Questão do ENAM 2025.2

No dia 15 de janeiro de 2024, João envolveu-se em uma briga de bar, sacou uma faca e desferiu dois golpes na região torácica da vítima Pedro, que sobreviveu. 

Denunciado e pronunciado, João foi submetido a julgamento pelo Tribunal do Júri e, durante o interrogatório, confessou ter atacado Pedro, mas disse que o fez com a intenção de se defender. Os jurados não aceitaram a tese da legítima defesa e condenaram João pelo crime de homicídio tentado. 

O Juiz, ao aplicar a pena, verificou que a folha de antecedentes criminais revelava que João possuía uma condenação definitiva pelo crime de receptação, com a pena extinta em 8 de abril de 2017, uma condenação definitiva pelo crime de furto, com a pena extinta em 22 de novembro de 2020, e uma condenação definitiva pela contravenção penal das vias de fato, com a pena extinta em 13 de julho de 2021. 

A respeito da aplicação da pena, observada a jurisprudência do Superior Tribunal de Justiça, assinale a afirmativa correta. 

(A) Entre as três condenações definitivas anteriores, apenas duas servem para caracterizar a reincidência. 

(B) A atenuante da confissão espontânea é inaplicável, porque João invocou uma causa de exclusão da ilicitude que não foi reconhecida pelos jurados. 

(C) João é multirreincidente, de modo que a agravante da reincidência deverá preponderar sobre a atenuante da confissão espontânea. 

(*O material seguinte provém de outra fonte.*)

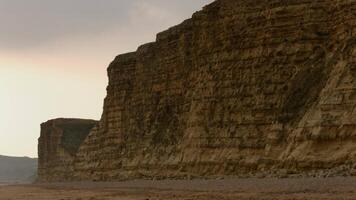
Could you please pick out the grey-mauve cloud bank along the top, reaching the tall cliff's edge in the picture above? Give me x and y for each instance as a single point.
(32, 23)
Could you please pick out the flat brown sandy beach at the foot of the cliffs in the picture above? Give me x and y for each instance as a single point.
(245, 189)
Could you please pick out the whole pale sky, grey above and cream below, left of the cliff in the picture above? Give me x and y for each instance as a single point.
(54, 55)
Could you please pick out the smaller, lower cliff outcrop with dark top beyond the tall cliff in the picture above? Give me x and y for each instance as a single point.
(59, 142)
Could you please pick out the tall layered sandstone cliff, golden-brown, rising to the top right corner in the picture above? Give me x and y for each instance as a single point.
(242, 88)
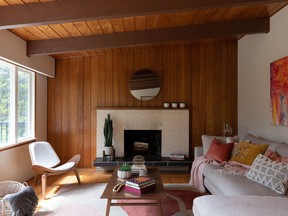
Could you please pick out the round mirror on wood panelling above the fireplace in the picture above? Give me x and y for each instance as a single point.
(145, 84)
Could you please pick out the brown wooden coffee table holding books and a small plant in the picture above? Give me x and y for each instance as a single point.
(155, 196)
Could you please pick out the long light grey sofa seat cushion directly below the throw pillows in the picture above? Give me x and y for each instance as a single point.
(232, 185)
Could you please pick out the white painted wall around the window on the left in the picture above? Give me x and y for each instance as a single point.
(15, 163)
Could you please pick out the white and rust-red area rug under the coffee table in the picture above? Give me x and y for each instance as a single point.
(85, 200)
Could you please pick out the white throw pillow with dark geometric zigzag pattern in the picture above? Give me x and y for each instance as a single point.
(269, 173)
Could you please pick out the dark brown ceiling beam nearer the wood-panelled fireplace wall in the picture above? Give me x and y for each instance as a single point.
(149, 37)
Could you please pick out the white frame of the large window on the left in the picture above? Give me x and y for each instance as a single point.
(13, 116)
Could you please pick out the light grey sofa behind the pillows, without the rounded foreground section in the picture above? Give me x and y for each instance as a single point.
(224, 184)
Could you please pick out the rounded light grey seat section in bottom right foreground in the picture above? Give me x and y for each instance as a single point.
(239, 205)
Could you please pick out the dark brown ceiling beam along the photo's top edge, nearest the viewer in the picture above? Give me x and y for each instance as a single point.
(45, 13)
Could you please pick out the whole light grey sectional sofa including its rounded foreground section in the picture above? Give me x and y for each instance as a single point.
(239, 189)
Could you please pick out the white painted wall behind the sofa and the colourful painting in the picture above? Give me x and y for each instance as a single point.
(255, 53)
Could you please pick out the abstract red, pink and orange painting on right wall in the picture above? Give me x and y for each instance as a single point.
(279, 91)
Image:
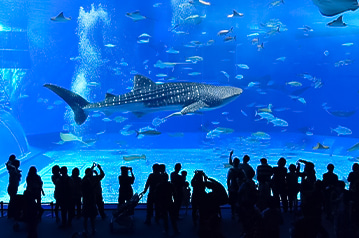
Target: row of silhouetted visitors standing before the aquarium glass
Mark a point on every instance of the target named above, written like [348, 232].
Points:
[257, 207]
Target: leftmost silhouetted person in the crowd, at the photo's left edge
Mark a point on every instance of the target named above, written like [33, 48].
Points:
[12, 166]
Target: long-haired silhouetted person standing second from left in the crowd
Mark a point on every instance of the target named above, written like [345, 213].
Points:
[34, 187]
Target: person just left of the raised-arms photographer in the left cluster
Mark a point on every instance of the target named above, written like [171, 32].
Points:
[89, 208]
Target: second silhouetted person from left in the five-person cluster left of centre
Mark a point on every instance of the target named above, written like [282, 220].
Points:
[65, 189]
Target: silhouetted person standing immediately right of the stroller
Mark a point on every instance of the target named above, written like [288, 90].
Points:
[152, 182]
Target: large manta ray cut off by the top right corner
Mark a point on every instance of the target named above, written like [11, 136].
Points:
[333, 7]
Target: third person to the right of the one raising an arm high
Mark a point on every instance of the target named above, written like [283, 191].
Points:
[279, 186]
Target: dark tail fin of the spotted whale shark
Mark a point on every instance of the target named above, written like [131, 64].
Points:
[75, 101]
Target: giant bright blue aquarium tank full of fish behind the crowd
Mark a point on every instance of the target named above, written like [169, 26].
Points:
[133, 83]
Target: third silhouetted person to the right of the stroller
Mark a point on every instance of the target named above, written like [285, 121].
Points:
[177, 181]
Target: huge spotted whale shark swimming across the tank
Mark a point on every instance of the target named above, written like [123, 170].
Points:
[147, 96]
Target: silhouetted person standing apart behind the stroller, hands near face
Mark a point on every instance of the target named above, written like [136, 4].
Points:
[125, 181]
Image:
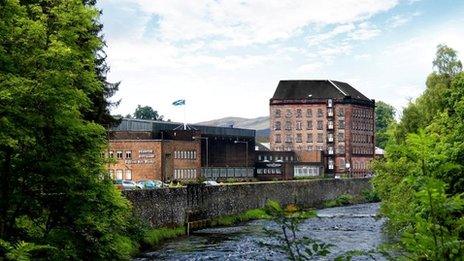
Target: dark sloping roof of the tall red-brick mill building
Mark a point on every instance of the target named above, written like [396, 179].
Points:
[316, 89]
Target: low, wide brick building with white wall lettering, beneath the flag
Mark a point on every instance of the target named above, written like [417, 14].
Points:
[163, 151]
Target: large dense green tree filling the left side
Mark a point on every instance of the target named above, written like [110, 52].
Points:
[54, 189]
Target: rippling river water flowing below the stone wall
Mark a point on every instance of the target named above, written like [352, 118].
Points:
[346, 228]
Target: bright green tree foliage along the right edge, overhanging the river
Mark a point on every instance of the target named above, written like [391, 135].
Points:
[421, 178]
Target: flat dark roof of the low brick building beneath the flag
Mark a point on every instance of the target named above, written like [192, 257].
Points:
[156, 126]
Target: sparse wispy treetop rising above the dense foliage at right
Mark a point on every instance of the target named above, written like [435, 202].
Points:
[446, 61]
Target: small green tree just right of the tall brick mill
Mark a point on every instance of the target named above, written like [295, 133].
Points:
[384, 116]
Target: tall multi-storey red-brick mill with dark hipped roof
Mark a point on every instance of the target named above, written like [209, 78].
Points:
[324, 115]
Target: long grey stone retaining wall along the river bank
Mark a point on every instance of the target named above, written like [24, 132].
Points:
[169, 207]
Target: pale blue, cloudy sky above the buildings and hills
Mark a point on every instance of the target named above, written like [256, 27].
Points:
[225, 58]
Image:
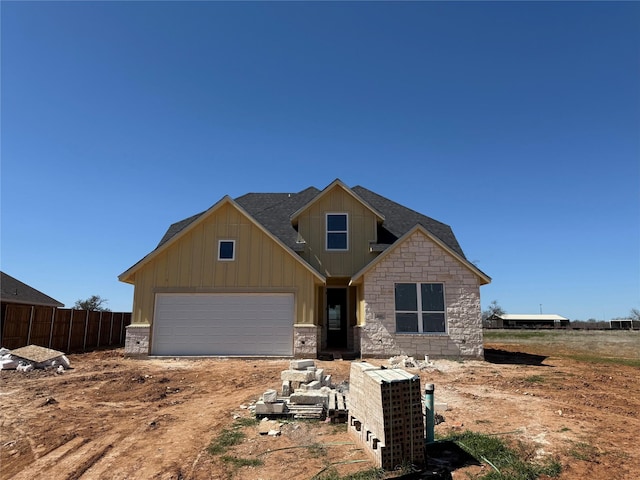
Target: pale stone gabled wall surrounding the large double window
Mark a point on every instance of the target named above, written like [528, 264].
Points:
[419, 259]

(D) Apenas uma das condenações definitivas anteriores serve para caracterizar a reincidência, admitindo-se a compensação parcial entre a agravante da reincidência e a atenuante da confissão espontânea, porque a confissão foi qualificada. 

(E) A condenação definitiva anterior pelo crime de receptação não serve para caracterizar a reincidência, tampouco maus antecedentes, porque seus efeitos não podem ser sentidos ad aeternum.